In other words, expect Q2 to also be a bust. Hopefully, for Netflix bulls, the streaming giant can right the ship in Q3 and Q4 like the company says it will.
Value stocks, on the other hand, are smashing earnings out of the park. Some analysts think they’re underselling on guidance, too, meaning there might be even more upside to come.
“It appears the economy is now well on its way to recovery. Still, earnings guidance early in the current reporting season appears to lean more conservative than our economic projections suggest,” explained Scott Wren, Wells Fargo’s senior global market strategist.
Still, others remain skeptical about how much higher the market can truly go.
“This has been a very good earnings season as 90% of the S&P 500 companies delivered robust results, but the problem for stocks is that most of the good news has already been priced in,” said Onada senior market analyst Edward Moya in a note.
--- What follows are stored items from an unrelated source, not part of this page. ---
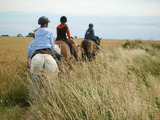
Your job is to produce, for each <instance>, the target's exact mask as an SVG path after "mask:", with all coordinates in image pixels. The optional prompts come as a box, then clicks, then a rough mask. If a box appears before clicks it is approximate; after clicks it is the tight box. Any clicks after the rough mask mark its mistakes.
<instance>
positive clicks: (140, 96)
mask: <svg viewBox="0 0 160 120" xmlns="http://www.w3.org/2000/svg"><path fill="white" fill-rule="evenodd" d="M30 40H31V38H16V37H15V38H11V37H9V38H7V37H6V38H3V37H0V43H1V44H0V47H1V48H2V49H1V51H0V55H1V56H3V57H1V59H0V63H1V64H0V86H1V87H0V90H1V96H0V99H1V106H0V111H1V112H0V119H10V118H12V119H16V120H17V119H29V120H32V119H33V120H54V119H55V120H64V119H65V120H66V119H67V120H71V119H77V120H82V119H83V120H115V119H117V120H122V119H132V120H155V119H158V118H160V94H159V91H160V81H159V80H160V68H159V64H160V62H159V59H160V52H159V48H157V47H155V46H153V45H152V44H153V41H148V42H145V43H140V44H138V45H136V46H135V47H132V48H129V47H128V49H124V48H122V47H121V44H125V40H102V44H101V47H102V52H101V53H100V54H98V57H97V59H96V60H95V61H93V62H85V63H84V62H82V61H78V62H76V63H75V64H73V66H74V70H73V71H71V72H70V73H69V74H61V75H60V76H59V77H52V76H47V79H44V80H43V84H44V88H43V89H42V90H41V92H40V93H41V94H37V89H36V88H35V86H31V85H34V83H32V80H31V78H30V74H29V70H27V69H26V68H25V61H26V55H25V54H26V49H27V45H28V43H29V41H30ZM76 41H77V43H80V42H81V39H77V40H76ZM155 44H158V42H154V45H155ZM137 46H138V47H137ZM28 96H30V97H28ZM28 99H31V101H30V102H31V105H30V106H29V107H27V108H26V107H24V105H26V104H27V101H28ZM8 113H9V115H8Z"/></svg>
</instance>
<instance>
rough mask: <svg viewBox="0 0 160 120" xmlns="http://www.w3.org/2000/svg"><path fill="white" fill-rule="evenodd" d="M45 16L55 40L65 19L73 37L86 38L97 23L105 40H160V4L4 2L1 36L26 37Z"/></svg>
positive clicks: (12, 1)
mask: <svg viewBox="0 0 160 120" xmlns="http://www.w3.org/2000/svg"><path fill="white" fill-rule="evenodd" d="M43 15H45V16H47V17H48V18H49V19H50V21H51V22H50V23H49V29H51V30H52V31H53V33H54V37H56V33H55V29H56V26H57V25H58V24H59V19H60V17H61V16H63V15H65V16H66V17H67V18H68V23H67V24H68V26H69V28H70V31H71V35H72V36H78V37H81V38H82V37H84V34H85V31H86V29H87V28H88V24H89V23H93V24H94V29H95V34H96V35H98V36H100V37H102V38H106V39H148V40H149V39H154V40H160V0H1V7H0V23H1V24H0V28H1V29H0V35H2V34H9V35H10V36H16V35H17V34H19V33H21V34H22V35H24V36H26V35H27V34H28V33H29V32H32V31H33V30H34V29H36V28H37V27H38V24H37V21H38V18H39V17H41V16H43Z"/></svg>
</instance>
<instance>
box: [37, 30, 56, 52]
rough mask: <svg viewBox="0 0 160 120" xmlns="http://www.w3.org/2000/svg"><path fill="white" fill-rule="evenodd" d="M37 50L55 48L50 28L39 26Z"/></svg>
mask: <svg viewBox="0 0 160 120" xmlns="http://www.w3.org/2000/svg"><path fill="white" fill-rule="evenodd" d="M34 44H35V50H38V49H44V48H51V49H53V48H54V42H53V33H52V32H51V31H50V30H49V29H48V28H39V29H38V30H37V31H36V33H35V43H34Z"/></svg>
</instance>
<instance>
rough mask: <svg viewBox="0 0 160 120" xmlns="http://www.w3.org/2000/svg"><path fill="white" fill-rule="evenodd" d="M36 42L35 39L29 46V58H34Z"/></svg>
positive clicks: (27, 52)
mask: <svg viewBox="0 0 160 120" xmlns="http://www.w3.org/2000/svg"><path fill="white" fill-rule="evenodd" d="M34 44H35V40H34V39H33V40H32V41H31V42H30V43H29V45H28V49H27V54H28V56H30V57H31V56H32V55H33V53H34V52H35V45H34Z"/></svg>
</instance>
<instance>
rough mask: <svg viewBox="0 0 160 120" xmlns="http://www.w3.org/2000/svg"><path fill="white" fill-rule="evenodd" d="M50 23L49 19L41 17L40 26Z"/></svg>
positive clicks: (44, 17) (39, 21) (42, 16)
mask: <svg viewBox="0 0 160 120" xmlns="http://www.w3.org/2000/svg"><path fill="white" fill-rule="evenodd" d="M48 22H50V21H49V19H48V18H47V17H45V16H42V17H40V18H39V19H38V24H39V25H42V24H45V23H48Z"/></svg>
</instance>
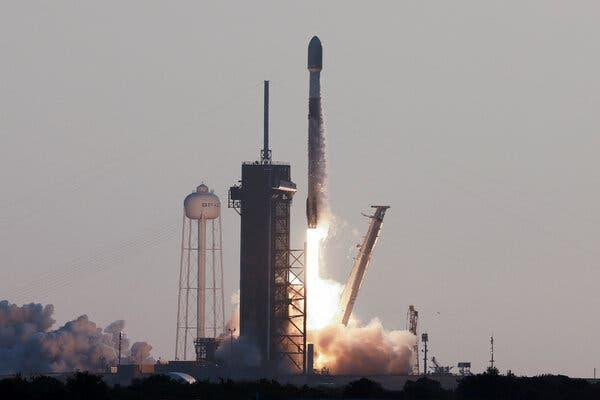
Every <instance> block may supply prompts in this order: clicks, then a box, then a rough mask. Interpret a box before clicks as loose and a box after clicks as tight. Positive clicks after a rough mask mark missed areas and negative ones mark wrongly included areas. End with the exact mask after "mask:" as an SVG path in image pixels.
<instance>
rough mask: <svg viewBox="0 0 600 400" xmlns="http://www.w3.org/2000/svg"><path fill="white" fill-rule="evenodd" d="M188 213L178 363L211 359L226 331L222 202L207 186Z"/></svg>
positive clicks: (177, 304)
mask: <svg viewBox="0 0 600 400" xmlns="http://www.w3.org/2000/svg"><path fill="white" fill-rule="evenodd" d="M183 211H184V212H183V227H182V231H181V258H180V265H179V296H178V299H177V333H176V339H175V359H176V360H190V359H196V360H201V359H208V360H210V359H211V358H212V357H211V356H212V354H214V350H215V349H216V340H217V338H218V337H219V336H220V335H221V334H222V333H223V332H224V330H225V303H224V294H223V249H222V246H221V242H222V232H221V201H220V200H219V197H217V195H215V194H214V193H213V192H212V191H209V190H208V187H207V186H206V185H204V184H202V185H200V186H198V188H197V189H196V191H195V192H193V193H191V194H189V195H188V196H187V197H186V198H185V200H184V202H183ZM207 278H208V279H207Z"/></svg>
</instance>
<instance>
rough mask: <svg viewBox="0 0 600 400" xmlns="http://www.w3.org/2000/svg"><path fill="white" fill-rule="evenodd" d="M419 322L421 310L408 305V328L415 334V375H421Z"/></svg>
mask: <svg viewBox="0 0 600 400" xmlns="http://www.w3.org/2000/svg"><path fill="white" fill-rule="evenodd" d="M418 323H419V312H418V311H417V310H416V309H415V306H413V305H410V306H408V312H407V314H406V329H408V331H409V332H410V333H412V334H413V335H415V337H416V339H415V345H414V346H413V358H412V365H413V371H412V373H413V374H414V375H419V335H418V334H417V333H418V332H417V328H418Z"/></svg>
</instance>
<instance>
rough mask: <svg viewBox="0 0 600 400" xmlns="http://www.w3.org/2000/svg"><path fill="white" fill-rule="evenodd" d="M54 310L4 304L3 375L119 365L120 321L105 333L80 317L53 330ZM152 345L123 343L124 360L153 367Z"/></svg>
mask: <svg viewBox="0 0 600 400" xmlns="http://www.w3.org/2000/svg"><path fill="white" fill-rule="evenodd" d="M53 313H54V306H53V305H52V304H47V305H46V306H43V305H41V304H34V303H30V304H24V305H23V306H20V307H19V306H17V305H16V304H12V303H9V302H8V301H6V300H3V301H0V374H12V373H18V372H25V373H31V372H39V373H45V372H68V371H74V370H83V371H100V370H103V369H106V367H108V366H110V365H115V364H116V363H117V358H118V351H119V332H121V331H122V330H123V328H124V327H125V322H124V321H122V320H119V321H115V322H113V323H111V324H110V325H108V326H107V327H106V329H104V330H103V329H102V328H100V327H98V326H97V325H96V324H95V323H94V322H93V321H90V320H89V318H88V317H87V315H82V316H80V317H78V318H76V319H74V320H72V321H69V322H67V323H65V324H64V325H63V326H61V327H59V328H58V329H55V330H51V328H52V326H53V325H54V323H55V321H54V319H53V318H52V314H53ZM151 349H152V346H150V345H149V344H148V343H146V342H136V343H134V344H133V345H132V346H131V347H129V340H128V339H127V337H126V336H125V335H123V336H122V340H121V360H122V362H136V363H153V362H154V360H153V359H152V358H151V357H150V350H151Z"/></svg>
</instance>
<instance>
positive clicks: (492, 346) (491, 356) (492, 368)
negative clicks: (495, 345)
mask: <svg viewBox="0 0 600 400" xmlns="http://www.w3.org/2000/svg"><path fill="white" fill-rule="evenodd" d="M490 369H492V370H493V369H494V335H492V336H491V337H490Z"/></svg>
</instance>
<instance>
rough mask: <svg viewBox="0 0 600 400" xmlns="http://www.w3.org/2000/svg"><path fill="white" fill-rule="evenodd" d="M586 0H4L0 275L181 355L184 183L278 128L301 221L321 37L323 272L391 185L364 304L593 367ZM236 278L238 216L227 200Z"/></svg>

Either way you slice it, the market is in a highly precarious spot. A correction will eventually happen. It has to; stocks can’t simply go up forever without some sort of sell-off. It’s a necessary part of any protracted bull run.
The real danger is how far stocks will fall when bears finally come roaring back. The higher stocks go now, the further they’ll drop before finding support. And if the major indexes drop too quickly, the selling could snowball into something more sinister.
Cutting into value and growth stocks alike, regardless of earnings or guidance.